According to Min Zhu, the IMF Deputy Managing Director: “We have received a formal request from the Angolan authorities to initiate discussions on an economic program that could be supported by financial assistance from the IMF.”  His statement continued: “We expect to start discussions with the country’s authorities during the upcoming Spring Meetings in Washington D.C. and in Angola shortly thereafter on an economic program that could be supported by a three-year Extended Fund Facility (EFF).”

Both have the same goal:  to inject funds into Angola so it can balance its books while it implements the necessary structural reforms to make the economy more competitive.  The only difference is that each plan is specifically tailored to each country’s particular circumstances.  Some countries need reforms to their labour or energy markets (such as Portugal); others need to diversify their economy and make their tax system more efficient (such as Angola). In short,  the targets may differ, but the parameters and desired outcome remain the same.

Extended Fund Facilities (EFFs) are different from the stand-by accord Angola obtained in 2009. EFFs last longer and have a longer repayment period.   According to the IMF:  “When a country is facing serious disequilibrium in the balance of payments in the medium term because of structural weaknesses which need time to be addressed, the IMF is able to assist the adjustment process with an EFF.”

Only recently President José Eduardo dos Santos told the MPLA central committee meeting that he had dipped into Angola’s Sovereign Fund to meet the February payroll for the country’s civil servants. No matter how the Finance Ministry tries to spin it, this move shows that Angola has a serious cash flow problem and can no longer resolve its economic and financial problems alone but needs both time and external support to work towards solutions.

Angola is cash-strapped, and it was exactly what happened in Portugal. It had insufficient funds to pay the following month’s salary bill, although the Prime Minister at the time, José Sócrates, strenuously denied the situation.

It’s also worth noting that the reason given for the economic crisis is the fall in oil prices.  It’s true that oil prices have plummeted but that isn’t the only reason behind the structural problems besetting the Angolan economy.  In the words of US financier Warren Buffet “only when the tide goes out, do you discover who’s been swimming naked.”

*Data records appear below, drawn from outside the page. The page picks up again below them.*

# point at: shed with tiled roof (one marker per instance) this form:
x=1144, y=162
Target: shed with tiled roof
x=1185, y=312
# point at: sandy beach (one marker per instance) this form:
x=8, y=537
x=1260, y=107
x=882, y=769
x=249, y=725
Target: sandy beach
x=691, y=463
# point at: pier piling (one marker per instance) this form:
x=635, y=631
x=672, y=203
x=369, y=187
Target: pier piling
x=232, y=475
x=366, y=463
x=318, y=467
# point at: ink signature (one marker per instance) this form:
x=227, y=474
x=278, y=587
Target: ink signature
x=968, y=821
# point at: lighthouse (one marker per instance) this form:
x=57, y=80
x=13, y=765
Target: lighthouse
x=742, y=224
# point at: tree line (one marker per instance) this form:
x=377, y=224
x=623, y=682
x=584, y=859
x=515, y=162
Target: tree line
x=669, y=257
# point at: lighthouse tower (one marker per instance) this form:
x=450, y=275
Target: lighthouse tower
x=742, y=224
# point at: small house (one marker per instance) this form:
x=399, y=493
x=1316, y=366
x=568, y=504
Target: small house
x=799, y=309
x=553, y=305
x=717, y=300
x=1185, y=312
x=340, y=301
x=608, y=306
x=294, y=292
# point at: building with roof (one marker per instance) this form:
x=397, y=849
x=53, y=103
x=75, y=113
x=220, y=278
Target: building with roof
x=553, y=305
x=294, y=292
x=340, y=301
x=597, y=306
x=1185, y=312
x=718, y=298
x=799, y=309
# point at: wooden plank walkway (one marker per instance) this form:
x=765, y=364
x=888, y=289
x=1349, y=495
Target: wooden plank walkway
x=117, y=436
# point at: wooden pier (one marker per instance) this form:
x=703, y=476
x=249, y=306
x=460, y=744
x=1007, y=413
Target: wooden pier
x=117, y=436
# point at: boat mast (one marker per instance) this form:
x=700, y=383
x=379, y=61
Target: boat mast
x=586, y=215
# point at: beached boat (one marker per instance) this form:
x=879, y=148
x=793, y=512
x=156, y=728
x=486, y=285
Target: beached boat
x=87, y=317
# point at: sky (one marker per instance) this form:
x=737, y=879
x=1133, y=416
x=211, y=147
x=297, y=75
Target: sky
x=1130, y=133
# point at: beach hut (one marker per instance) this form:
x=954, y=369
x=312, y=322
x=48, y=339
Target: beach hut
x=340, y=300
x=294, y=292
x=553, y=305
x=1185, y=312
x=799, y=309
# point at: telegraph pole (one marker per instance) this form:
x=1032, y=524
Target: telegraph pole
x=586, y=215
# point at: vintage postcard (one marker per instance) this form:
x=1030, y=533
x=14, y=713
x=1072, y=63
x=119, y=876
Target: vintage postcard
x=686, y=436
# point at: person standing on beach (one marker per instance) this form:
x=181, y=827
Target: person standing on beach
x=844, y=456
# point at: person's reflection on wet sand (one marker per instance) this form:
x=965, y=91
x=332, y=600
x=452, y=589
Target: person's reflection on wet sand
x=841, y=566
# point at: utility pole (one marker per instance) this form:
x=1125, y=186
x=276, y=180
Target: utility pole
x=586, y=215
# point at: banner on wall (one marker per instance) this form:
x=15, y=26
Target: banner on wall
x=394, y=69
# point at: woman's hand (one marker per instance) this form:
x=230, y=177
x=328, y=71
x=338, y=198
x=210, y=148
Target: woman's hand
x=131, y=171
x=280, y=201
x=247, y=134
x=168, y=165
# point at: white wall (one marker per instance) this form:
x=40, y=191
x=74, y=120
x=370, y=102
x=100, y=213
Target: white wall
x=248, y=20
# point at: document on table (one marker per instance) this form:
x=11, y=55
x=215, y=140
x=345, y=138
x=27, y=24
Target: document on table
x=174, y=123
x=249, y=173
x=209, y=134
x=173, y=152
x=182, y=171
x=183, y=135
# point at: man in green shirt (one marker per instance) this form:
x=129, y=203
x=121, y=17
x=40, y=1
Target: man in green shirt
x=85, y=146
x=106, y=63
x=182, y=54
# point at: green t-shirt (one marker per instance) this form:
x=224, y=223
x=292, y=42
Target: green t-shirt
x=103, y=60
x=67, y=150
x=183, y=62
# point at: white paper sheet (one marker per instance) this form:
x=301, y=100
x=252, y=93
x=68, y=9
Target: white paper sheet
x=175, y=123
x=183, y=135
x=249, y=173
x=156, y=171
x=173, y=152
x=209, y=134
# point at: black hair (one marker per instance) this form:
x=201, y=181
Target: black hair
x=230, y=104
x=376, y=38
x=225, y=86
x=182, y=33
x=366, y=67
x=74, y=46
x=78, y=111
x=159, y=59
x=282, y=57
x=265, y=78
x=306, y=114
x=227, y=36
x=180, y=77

The dive in oil prices laid bare the real problem with the Angolan economy: a kleptocracy in which every one acts for their own self-interest.  Angola was relying on a relatively tight group of entrepreneurs dependent on political patronage to kickstart economic diversification.  It failed to create a true market economy, relying instead on a closed system without real competition, in which the main beneficiaries were the politicians themselves. It would be hard to find an economist who would recommend such a self-evidently unviable economic model.

Meanwhile Portuguese entrepreneurs have welcomed this approach to the IMF as though it were manna from heaven.  Their delight suggests that the imminent intervention of the IMF will ensure that they get paid what they’re owed by Angola and their investments will be safe after all.  Not so fast.  The IMF will impose conditions – forcing Angola to open up its markets.  A truly free market would see businesses offering real quality and fair prices replace these favoured partnerships.  Old alliances and triangular relationships will find it much harder to compete. It’s far too early yet to count chickens.

In any case, intervention by the IMF does not in itself solve the fundamental problem.  Will someone dare to allow real competition to  telecom Unitel?  Or allow anyone who isn’t Isabel dos Santos to invest in a privatised National Oil Company Sonangol?  Is anyone capable of taxing the capital invested outside Angola? Or to reform the State institutions to ensure that ghost civil servants who never set foot in the office are taken off the payroll?

Little wonder that the Finance Ministry is desperate to spread the message that all is well when the reality is far muddier.  Only root-and-branch reform can offer a lasting solution and the present Angolan government has shown time and again that it lacks both the desire and the capacity for real reform.